Flag Burning and the Constitution

On June 27, 2006, the Senate failed to pass the Flag Desecration Amendment by one vote with 66 senators in favor of banning flag burning and 34 opposed to the amendment. The House of Representatives had already passed the amendment with more than 280 votes earlier in the summer of 2005. The combination of election year politics and a series of culture war proposals by the Republican Congress, including gay marriage and English as the official language of the United States, led to the attempted passage of the amendment. While the political argument for and against passage are fairly obvious, there is a strong legal argument against amending the constitution to prevent flag desecration, including flag burning during protests.

The core argument for those who oppose the flag desecration amendment is the First Amendment provision of a right to free speech, which is seen by many to include the destruction of symbols like the flag. The First Amendment defense is strengthened by the Supreme Court’s decision in Texas v. Johnson (1989), which stated that the idea of expressive conduct protected protesters burning the American flag from legal action. There is also a more far flung idea that the American flag can be purchased by an individual, making it private property and giving their flag burning the protection of private property inherent in the Fifth Amendment.

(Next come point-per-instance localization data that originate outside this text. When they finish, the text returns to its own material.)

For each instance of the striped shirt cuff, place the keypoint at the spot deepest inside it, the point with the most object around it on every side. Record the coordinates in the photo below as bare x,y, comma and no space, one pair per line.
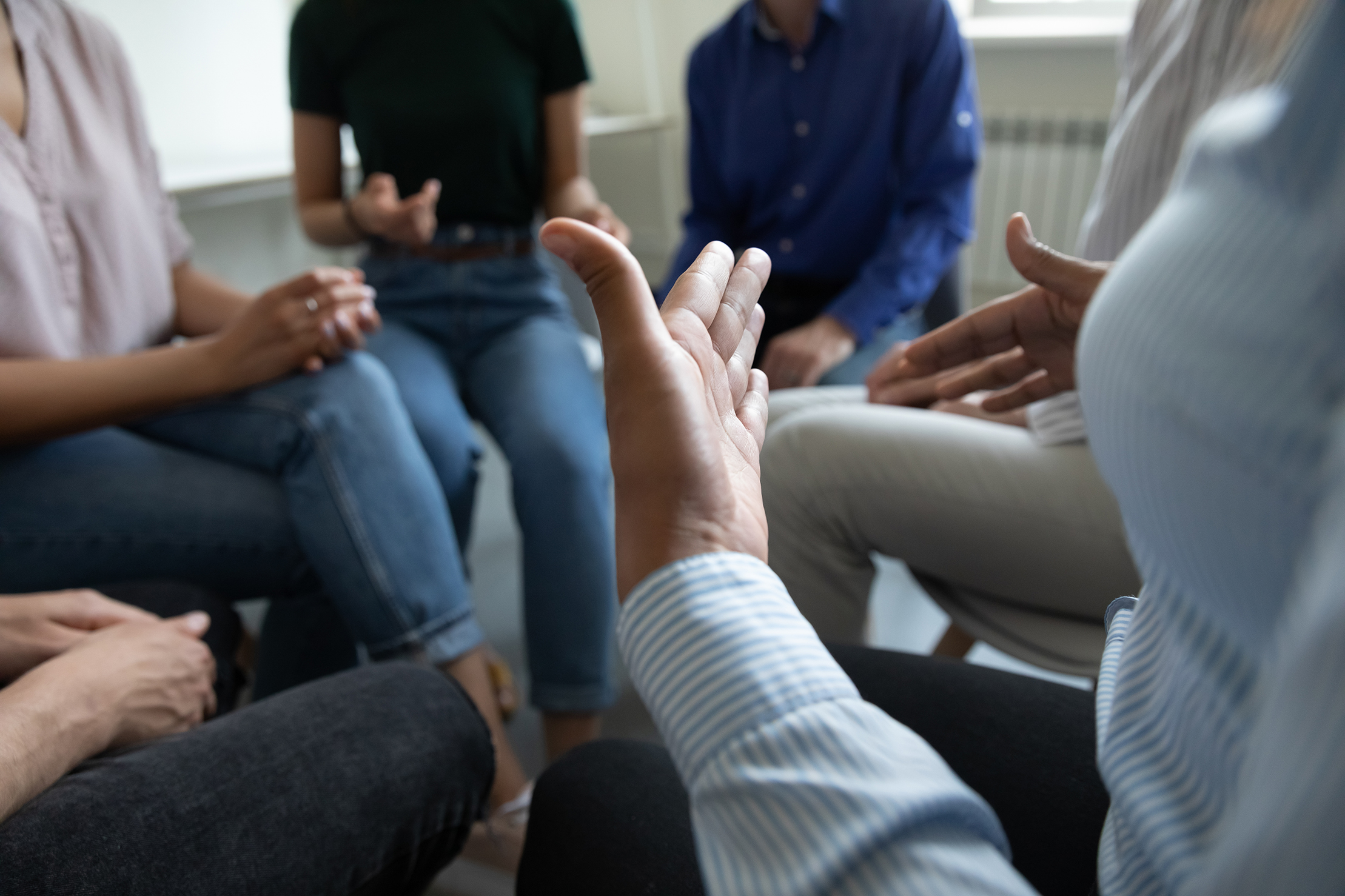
716,649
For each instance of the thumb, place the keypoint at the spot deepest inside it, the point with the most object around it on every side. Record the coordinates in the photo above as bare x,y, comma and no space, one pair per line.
1064,275
622,299
194,623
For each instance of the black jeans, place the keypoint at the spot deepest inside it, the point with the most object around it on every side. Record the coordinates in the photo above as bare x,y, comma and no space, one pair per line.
614,818
365,782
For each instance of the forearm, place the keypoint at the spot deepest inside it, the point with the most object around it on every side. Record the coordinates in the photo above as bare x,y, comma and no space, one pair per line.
45,398
571,197
45,732
327,224
785,734
205,304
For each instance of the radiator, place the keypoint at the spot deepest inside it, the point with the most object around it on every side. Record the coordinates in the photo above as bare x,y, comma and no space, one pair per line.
1040,164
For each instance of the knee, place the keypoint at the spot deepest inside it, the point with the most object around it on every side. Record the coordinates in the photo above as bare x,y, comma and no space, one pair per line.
421,723
355,395
569,461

Those advocates of the passage of the flag desecration amendment rely on the historical tradition of the American flag as a symbol of freedom and democracy. As such a symbol, amendment proponents feel that it is sacrosanct and any desecration or destruction of the flag falls along a spectrum from undignified to traitorous. As well, local ordinances against starting fires in public spaces have been used to prevent people from burning flags as a public safety issue. These sentimental and technical arguments against flag burning pale in comparison legally to the power of the First Amendment and the well-defined position of the Supreme Court on this issue. However, there is nothing to say that in the future a more conservative leaning Supreme Court would not overturn the Texas decision. For the moment, it seems that flag desecration will remain a campaign issue for Democrats and Republicans who have failed to get substantive legislative agendas through Congress.